By Alison Fox
November 22, 2019

After a massive dust storm kicked up in an Australian city, the skies became tinted with a deep orange-red color.

At about midday on Thursday, winds of about 40 kilometers per hour (or about 24.8 miles per hour) started blowing and temperatures reached a sweltering nearly 40 degrees Celsius (or 104 Fahrenheit) in the city of Mildura, Victoria, according to CNN.

The high temperatures and blustery winds combined to make the city look like it was another planet, an eerie and otherworldly scene.

And while dust storms are not uncommon, the country’s drought is making them more prevalent this year, The Australian Broadcasting Corp. reported.
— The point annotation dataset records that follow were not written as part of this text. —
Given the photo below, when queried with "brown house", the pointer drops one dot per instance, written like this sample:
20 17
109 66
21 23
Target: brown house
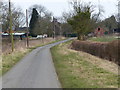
99 31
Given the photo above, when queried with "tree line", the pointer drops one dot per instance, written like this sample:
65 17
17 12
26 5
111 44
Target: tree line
81 20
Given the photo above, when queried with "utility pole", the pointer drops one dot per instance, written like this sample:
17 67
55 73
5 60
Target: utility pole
27 28
53 27
10 25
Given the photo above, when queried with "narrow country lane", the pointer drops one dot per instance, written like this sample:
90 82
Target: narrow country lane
35 70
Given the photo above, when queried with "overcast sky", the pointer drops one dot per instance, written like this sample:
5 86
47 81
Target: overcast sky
59 6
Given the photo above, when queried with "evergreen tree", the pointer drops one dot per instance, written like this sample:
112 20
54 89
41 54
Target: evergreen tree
34 22
81 21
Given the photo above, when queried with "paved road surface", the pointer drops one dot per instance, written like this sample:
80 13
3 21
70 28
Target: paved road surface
35 70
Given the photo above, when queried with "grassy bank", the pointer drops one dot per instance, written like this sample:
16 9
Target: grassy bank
9 60
81 70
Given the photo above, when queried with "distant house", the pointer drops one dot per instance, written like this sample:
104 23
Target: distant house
99 32
16 35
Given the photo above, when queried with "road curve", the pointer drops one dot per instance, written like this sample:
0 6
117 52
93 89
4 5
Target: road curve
35 70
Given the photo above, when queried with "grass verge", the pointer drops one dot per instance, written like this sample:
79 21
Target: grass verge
103 39
75 71
9 60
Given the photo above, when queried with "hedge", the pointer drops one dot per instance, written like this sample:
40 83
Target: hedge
109 51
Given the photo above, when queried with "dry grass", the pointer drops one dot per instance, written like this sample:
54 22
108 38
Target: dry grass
81 70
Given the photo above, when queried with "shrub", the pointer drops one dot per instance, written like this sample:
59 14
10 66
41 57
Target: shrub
109 51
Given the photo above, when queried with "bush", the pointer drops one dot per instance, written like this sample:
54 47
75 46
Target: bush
109 51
"If you talk to any of the locals, everyone is saying the same thing — they've never known the frequency of dust that we're getting at the moment,” Mildura resident Sara White told the ABC.

The Victoria Bureau of Meteorology told CNN affiliate 7News that it has been a "very dry year through the northern part of the Mallee (district).”

And the dust caused visibility at the airport to drop from 4 kilometers to 500 meters, according to the agency.

Residents are encouraged to stay inside when these dust storms hit, as prolonged exposure can lead to chronic breathing and lung problems and even heart disease, Victoria's health department told ABC. The most vulnerable are young children, the elderly and people with conditions like asthma or heart disease.

These same winds and temperatures have contributed to the deadly fires that have hit New South Wales and Queensland, according to CNN.

The fires have gotten so bad that Australia’s Bureau of Meteorology was forced to declare a “catastrophic” level of fire danger, the country’s highest rating. At least three people have died in the fires, while hundreds of Koalas are believed to have died after a fire burned nearly 5,000 acres in an area south of Port Macquarie.